L’opera dell’artista Jago, dal titolo ‘Sono pronto al flagello’, collocata ad agosto sul Ponte degli Angeli a Roma e da subito divenuta meta di attrazione turistica, è stata “deturpata e devastata in maniera davvero importante” tre giorni fa.

A renderlo noto, l’assessora alla sicurezza del I municipio di Roma Giulia Silvia Ghia, che ha spiegato che l’opera è stata rimossa proprio a causa dei danni provocati. “A differenza di altri sfregi subiti in passato (varie dita, una mano e poi un braccio) – ha detto – questa volta la scultura è stata deturpata in maniera da comprometterne la permanenza in un luogo pubblico, poiché la mancanza della parte inferiore delle gambe l’ha resa tagliente e pericolosa anche per coloro che l’avrebbero solo sfiorata”.
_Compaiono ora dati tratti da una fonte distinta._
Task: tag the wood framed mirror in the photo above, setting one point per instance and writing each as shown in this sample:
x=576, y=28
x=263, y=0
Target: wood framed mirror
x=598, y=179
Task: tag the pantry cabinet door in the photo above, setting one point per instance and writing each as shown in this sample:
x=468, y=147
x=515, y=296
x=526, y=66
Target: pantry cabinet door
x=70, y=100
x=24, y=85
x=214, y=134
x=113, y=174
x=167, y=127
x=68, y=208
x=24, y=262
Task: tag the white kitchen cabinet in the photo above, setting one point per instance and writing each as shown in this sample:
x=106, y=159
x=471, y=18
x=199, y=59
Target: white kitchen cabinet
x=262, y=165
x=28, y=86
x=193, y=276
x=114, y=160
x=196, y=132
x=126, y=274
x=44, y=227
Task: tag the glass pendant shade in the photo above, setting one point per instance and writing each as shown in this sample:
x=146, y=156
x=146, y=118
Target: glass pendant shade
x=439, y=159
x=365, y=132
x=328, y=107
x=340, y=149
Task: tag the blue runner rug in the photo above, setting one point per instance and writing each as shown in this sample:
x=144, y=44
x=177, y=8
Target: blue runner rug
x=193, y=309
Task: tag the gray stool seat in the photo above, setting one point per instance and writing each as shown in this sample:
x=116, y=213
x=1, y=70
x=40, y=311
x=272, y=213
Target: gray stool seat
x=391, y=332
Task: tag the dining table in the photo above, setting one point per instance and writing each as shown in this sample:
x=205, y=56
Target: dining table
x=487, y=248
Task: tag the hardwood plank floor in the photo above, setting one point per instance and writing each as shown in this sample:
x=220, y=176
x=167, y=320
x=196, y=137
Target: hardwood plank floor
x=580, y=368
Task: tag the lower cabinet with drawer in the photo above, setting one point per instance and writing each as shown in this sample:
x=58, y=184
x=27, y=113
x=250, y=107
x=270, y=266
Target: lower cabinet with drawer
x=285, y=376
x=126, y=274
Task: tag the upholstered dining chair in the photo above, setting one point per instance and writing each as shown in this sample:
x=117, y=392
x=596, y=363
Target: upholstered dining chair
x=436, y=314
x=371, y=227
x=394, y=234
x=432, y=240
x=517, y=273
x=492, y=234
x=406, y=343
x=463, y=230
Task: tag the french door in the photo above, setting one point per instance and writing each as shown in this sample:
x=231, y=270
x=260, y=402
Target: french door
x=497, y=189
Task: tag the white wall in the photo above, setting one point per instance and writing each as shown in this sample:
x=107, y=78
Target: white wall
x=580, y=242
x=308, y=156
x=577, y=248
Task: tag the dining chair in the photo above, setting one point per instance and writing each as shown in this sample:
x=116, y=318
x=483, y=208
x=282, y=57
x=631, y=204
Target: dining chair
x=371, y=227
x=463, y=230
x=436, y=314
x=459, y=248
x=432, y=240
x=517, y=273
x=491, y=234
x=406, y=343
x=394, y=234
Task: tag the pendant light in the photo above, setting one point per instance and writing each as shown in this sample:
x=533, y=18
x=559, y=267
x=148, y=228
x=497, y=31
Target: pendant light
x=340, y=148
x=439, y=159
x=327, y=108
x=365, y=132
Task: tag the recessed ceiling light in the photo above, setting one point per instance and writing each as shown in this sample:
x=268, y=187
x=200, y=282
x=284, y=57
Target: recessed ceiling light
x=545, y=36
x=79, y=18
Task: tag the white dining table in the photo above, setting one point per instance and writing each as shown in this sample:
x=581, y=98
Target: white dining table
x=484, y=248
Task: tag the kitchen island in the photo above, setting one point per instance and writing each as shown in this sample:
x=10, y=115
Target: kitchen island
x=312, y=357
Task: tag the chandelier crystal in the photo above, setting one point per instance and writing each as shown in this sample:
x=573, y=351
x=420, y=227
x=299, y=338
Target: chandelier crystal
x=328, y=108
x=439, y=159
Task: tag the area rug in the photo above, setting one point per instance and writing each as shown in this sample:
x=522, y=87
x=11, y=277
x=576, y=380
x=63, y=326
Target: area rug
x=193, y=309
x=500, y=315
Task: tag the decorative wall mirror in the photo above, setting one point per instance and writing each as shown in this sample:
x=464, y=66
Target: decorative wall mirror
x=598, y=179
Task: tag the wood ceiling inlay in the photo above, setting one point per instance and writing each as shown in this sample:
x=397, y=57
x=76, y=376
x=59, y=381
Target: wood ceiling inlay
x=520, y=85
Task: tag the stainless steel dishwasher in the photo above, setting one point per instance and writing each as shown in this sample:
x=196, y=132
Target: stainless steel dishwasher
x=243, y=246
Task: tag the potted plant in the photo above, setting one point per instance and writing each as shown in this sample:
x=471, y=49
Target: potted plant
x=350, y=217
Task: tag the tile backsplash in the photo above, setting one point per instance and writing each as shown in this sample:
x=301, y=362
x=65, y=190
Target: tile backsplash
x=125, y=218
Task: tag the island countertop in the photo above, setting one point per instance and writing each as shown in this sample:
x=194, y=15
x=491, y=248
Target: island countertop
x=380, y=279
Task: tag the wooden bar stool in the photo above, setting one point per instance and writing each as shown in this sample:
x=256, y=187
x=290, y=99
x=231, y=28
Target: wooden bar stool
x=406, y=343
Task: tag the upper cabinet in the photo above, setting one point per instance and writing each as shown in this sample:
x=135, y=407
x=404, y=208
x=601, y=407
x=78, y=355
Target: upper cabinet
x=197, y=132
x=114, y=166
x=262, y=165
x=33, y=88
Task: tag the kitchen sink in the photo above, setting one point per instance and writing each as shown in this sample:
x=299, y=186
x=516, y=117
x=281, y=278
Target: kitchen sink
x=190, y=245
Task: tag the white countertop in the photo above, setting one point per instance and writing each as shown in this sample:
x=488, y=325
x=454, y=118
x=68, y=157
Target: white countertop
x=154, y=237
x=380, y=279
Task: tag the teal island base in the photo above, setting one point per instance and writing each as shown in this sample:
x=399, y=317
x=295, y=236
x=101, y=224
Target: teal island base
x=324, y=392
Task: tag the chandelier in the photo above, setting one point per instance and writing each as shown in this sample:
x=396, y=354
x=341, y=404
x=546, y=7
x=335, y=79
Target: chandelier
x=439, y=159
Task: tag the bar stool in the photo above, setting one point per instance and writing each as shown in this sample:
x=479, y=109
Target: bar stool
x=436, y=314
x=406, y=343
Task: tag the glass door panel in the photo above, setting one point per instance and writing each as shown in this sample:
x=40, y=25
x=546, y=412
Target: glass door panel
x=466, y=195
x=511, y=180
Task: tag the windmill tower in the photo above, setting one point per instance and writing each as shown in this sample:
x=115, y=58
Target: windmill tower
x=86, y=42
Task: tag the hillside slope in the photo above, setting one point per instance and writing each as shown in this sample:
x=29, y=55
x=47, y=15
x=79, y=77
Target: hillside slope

“Anche questa volta – ha commentato con amarezza – dobbiamo constatare che siamo costretti a privare la città e coloro che la visitano di un’opera d’arte già entrata nei cuori dei moltissimi che l’hanno potuta ammirare dal vivo. Faremo di tutto per rintracciare gli incivili che hanno commesso lo sfregio, che verranno duramente perseguiti anche grazie alle nuove norme che tutelano i beni culturali”.

Posizionata non a caso nel crocevia tra la Basilica di San Pietro e l’antica prigione di Castel Sant’Angelo, l’opera, nelle intenzioni dell’artista, doveva essere venduta all’asta – con una base da 1,250 milioni di euro – e il ricavato destinato a un’associazione che aiuta i profughi.

“Mi dispiace per Roma”, è stato il commento di Jago, aggiungendo che “comunque il titolo dell’opera era ‘sono pronto al flagello’, quindi sapevo che sarebbe successo”. Jacopo Cardillo, in arte Jago, nato a Frosinone 35 anni fa, è ormai uno scultore di fama: nelle scorse settimane l’artista, scoperto dalla storica dell’arte Maria Teresa Benedetti, è stato protagonista di una prima grande mostra a Palazzo Bonaparte a Roma. A soli 24 anni, selezionato da Vittorio Sgarbi, ha partecipato alla Biennale di Venezia.